Chand Momal T, Turner Stefanie, Solomon Leigh Ann, Jay Allison, Rabah Raja, Misra Vinod K
Department of Pathology, Ascension St John Hospital, Detroit, Michigan.
Department of Pediatrics, Division of Genetic, Genomic, and Metabolic Disorders, Children's Hospital of Michigan, Detroit, Michigan.
J Pediatr Adolesc Gynecol. 2020 Oct;33(5):577-580. doi: 10.1016/j.jpag.2020.06.008. Epub 2020 Jun 19.
Swyer syndrome is a difference of sex development that is typically associated with mutations in genes responsible for testicular development. It is speculated that some cases may result from cryptic 45,X/46,XY mosaicism leading to abnormal gonadal development. The presence or absence of a 45,X lineage is important for prognosis and management.

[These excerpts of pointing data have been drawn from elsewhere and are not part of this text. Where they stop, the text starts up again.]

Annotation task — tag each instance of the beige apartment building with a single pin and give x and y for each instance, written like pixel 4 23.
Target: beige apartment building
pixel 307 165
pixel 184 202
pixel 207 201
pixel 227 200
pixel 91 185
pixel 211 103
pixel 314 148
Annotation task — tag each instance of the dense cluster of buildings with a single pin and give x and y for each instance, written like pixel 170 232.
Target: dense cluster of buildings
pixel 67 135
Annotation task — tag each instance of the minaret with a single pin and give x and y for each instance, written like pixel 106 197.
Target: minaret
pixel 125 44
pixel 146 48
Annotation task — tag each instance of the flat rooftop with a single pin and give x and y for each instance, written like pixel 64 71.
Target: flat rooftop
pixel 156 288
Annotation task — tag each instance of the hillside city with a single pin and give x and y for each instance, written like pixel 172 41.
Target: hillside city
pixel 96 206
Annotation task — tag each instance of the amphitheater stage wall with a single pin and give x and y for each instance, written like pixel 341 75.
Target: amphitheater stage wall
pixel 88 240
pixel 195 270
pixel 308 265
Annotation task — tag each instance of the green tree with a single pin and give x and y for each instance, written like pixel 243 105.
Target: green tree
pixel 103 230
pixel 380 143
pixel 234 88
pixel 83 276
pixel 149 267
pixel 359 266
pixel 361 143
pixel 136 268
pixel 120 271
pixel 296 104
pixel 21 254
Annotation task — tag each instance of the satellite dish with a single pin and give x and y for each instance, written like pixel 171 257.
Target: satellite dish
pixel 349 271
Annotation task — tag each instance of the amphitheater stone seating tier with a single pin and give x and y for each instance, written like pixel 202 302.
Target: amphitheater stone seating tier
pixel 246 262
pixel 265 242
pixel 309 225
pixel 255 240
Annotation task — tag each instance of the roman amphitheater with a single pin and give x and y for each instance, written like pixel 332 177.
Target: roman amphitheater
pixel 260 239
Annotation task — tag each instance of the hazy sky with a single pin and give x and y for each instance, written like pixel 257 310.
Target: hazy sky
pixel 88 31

We present a case of apparent Swyer syndrome associated with a 46,XY chromosomal complement in lymphocytes and 45,X/46,XY mosaicism on analysis of her noncancerous gonad. Gonadal histology was consistent with a 45,X phenotype.
This case demonstrates the clinical variability in the presentation of 45,X/46,XY mosaicism and highlights the importance of thorough genetic testing that includes consideration of chromosomal mosaicism. We will discuss the implications of this diagnosis for management.
斯维尔综合征是一种性发育差异疾病,通常与负责睾丸发育的基因突变有关。据推测,某些病例可能源于隐匿性45,X/46,XY嵌合体,导致性腺发育异常。45,X谱系的存在与否对预后和治疗至关重要。
我们报告一例明显的斯维尔综合征病例,淋巴细胞染色体组成为46,XY,非癌性腺组织分析显示为45,X/46,XY嵌合体。性腺组织学与45,X表型一致。
该病例展示了45,X/46,XY嵌合体临床表现的临床变异性,并强调了全面基因检测的重要性,包括考虑染色体嵌合体。我们将讨论这一诊断对治疗的影响。